Node failure

If a node fails, GPFS prevents the continuation of I/O from the failing node and replays the file system metadata log for the failed node.

GPFS prevents the continuation of I/O from a failing node through a GPFS-specific fencing mechanism called disk leasing. When a node has access to file systems, it obtains disk leases that allow it to submit I/O. However, when a node fails, that node cannot obtain or renew a disk lease. When GPFS selects another node to perform recovery for the failing node, it first waits until the disk lease for the failing node expires. This allows for the completion of previously submitted I/O and provides for a consistent file system metadata log. Waiting for the disk lease to expire also avoids data corruption in the subsequent recovery step.

To reduce the amount of time it takes for disk leases to expire, you can use Persistent Reserve (SCSI-3 protocol). If Persistent Reserve (configuration parameter: usePersistentReserve) is enabled, GPFS prevents the continuation of I/O from a failing node by fencing the failed node that uses a feature of the disk subsystem called Persistent Reserve. Persistent Reserve allows the failing node to recover faster because GPFS does not need to wait for the disk lease on the failing node to expire. For additional information, refer to Reduced recovery time by using Persistent Reserve. For further information about recovery from node failure, see Installation and configuration issues.

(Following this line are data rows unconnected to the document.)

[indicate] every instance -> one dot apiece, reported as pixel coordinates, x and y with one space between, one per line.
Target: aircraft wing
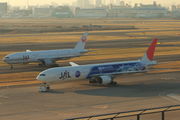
73 64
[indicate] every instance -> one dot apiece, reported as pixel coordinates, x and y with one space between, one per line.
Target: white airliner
47 57
97 73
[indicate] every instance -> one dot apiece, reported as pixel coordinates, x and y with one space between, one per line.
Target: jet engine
104 80
48 62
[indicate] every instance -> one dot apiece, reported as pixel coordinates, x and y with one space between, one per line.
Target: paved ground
20 99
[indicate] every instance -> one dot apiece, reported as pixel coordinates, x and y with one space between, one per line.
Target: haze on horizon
70 2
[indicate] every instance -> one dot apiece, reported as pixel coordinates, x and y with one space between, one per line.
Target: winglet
149 55
81 44
28 51
73 64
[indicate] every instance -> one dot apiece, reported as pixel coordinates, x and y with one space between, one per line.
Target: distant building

There is a temporary impact to I/O during file system recovery from node failure. Recovery involves rebuilding metadata structures that might be under modification at the time of the failure. If the failing node is acting as the file system manager when it fails, the delay is longer and proportional to the level of activity on the file system at the time of failure. In this case, the failover file system management task happens automatically to a surviving node.

Managing node failures also involves sizing the solution adequately so that remaining nodes in the cluster can support a node down situation such as a planned system maintenance or an unplanned node failure in terms of bandwidth and throughput. For protocols, this includes supporting SMB, NFS, or Object connections that have to fail over to another CES node in the cluster if a node fails.